The case that could have the greatest dampening effect on new securities class actions will be the Supreme Court’s decision in Halliburton II, in which a ruling is expected by the end of this Term in June 2014. Markets move irrespective of public information due to several factors, such as the herd mentality of investors, algorithmic trading programs, and response to media attention to information previously made public, among others. A., many investors, including sophisticated institutional investors, volatility arbitragers, and "value" investors, "do not rely on the integrity of market price" but instead rely on their own, private valuation of stock.
But the number of settlements in the last two years represents a general decline in the number of settlements per year, dating back to the high-water mark of 151 settlements in 2007. 1989)) have been shown to be largely incapable of differentiating between efficiently and inefficiently priced stocks. While Basic adopted the presumption of reliance because it was necessary for class actions, the briefs question the implicit premise that such class actions are necessary to vindicate securities fraud, and instead suggest that these class actions have become nothing more than a drain on business. The costs to defendants of allowing class certification and then later examining materiality or loss causation as a merits issue are simply too high, the AICPA argued, because defendants settle even cases that have no merit once a class is certified.
Median settlement amounts in 2013 dropped dramatically in 2013 compared to 2012: while 2012 median settlements stood at .3 million, the 2013 median amount was .1 million. And while the presumption of reliance is said to be rebuttable, in all practical terms it is irrebuttable. In its amicus brief, the Committee on Capital Markets Regulation has noted that the aggregate value of securities class action settlements was approximately .1 billion from 2000 through 2012, suggesting that insurance costs for Fortune 500 companies are six times higher in the United States than in Europe as a result. See "A Shot Across the Basic Bow," in our 2013 Mid-Year Securities Litigation Update.

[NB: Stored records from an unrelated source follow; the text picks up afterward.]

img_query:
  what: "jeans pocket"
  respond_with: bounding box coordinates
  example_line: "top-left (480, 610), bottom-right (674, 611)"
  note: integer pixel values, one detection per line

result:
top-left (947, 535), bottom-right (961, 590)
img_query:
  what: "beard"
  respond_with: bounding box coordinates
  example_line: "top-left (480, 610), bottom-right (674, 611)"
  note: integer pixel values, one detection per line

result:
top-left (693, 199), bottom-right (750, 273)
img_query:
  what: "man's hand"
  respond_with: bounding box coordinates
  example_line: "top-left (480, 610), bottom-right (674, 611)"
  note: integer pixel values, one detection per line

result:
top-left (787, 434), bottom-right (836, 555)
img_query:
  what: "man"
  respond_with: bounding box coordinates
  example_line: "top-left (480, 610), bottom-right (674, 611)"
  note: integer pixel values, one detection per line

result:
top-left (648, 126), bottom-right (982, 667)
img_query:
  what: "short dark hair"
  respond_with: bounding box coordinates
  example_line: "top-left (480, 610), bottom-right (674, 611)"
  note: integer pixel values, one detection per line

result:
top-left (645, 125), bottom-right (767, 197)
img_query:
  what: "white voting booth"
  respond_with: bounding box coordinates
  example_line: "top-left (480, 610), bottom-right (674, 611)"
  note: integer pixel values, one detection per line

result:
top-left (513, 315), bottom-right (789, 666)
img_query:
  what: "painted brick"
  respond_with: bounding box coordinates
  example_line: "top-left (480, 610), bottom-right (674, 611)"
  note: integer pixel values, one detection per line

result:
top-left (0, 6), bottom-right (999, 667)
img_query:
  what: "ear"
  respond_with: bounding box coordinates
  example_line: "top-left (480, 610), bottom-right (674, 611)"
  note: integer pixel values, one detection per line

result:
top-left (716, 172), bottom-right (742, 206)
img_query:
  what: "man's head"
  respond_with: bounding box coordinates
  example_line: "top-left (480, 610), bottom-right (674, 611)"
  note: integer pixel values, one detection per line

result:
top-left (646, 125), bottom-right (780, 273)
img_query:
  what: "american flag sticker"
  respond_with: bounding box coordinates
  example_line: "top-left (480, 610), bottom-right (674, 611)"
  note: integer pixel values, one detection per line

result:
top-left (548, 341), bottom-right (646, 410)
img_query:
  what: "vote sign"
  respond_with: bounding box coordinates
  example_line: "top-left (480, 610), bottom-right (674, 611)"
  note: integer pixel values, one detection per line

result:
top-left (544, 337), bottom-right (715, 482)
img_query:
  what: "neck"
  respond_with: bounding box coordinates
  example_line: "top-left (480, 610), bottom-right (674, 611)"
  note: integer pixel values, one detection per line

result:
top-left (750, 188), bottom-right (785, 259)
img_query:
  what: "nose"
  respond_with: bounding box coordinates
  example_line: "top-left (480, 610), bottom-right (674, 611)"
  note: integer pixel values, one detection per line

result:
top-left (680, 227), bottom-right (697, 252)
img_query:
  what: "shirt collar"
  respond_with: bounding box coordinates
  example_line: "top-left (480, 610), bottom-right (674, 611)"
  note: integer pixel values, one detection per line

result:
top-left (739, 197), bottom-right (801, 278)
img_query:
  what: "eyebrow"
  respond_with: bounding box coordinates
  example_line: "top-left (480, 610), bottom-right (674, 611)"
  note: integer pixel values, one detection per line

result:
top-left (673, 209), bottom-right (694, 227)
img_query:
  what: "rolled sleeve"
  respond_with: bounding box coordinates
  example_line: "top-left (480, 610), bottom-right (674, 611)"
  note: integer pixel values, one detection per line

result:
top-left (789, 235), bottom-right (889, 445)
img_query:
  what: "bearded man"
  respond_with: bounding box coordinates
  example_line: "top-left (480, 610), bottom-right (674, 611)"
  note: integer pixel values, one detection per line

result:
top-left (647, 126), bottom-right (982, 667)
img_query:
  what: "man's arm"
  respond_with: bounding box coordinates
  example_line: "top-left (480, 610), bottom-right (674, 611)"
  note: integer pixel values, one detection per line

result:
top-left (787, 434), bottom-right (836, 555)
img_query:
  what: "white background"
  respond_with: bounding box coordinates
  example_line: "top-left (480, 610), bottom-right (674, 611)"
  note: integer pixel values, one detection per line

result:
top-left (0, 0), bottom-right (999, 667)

If, as many court observers predict, the Court in fact overturns the fraud-on-the-market theory, securities class actions as we know them may be consigned to the dust heap. The 2013 median amount is consistent with the five year average of .68 million, so perhaps it signals a "return to normal" after several years of outsized credit crisis settlements. As a result, actions are settled as "routine tolls that large companies must pay" and the cost of litigation and potential damages make it economically prudent to settle and abandon meritorious defenses. In stark contrast to median settlement amounts, the average settlement for all settled cases in 2013 was million–over double the average amount in 2012 of million. 13-317, at 4-7. It is perhaps unsurprising, therefore, that the theory has led to confusion and inconsistent results. If, alternatively, the Court does not entirely overrule the "fraud on the market" theory, but raises the bar on the proof required to establish that securities trade in an efficient market, that too is likely to lead to fewer cases being filed and/or more cases that do not survive class certification.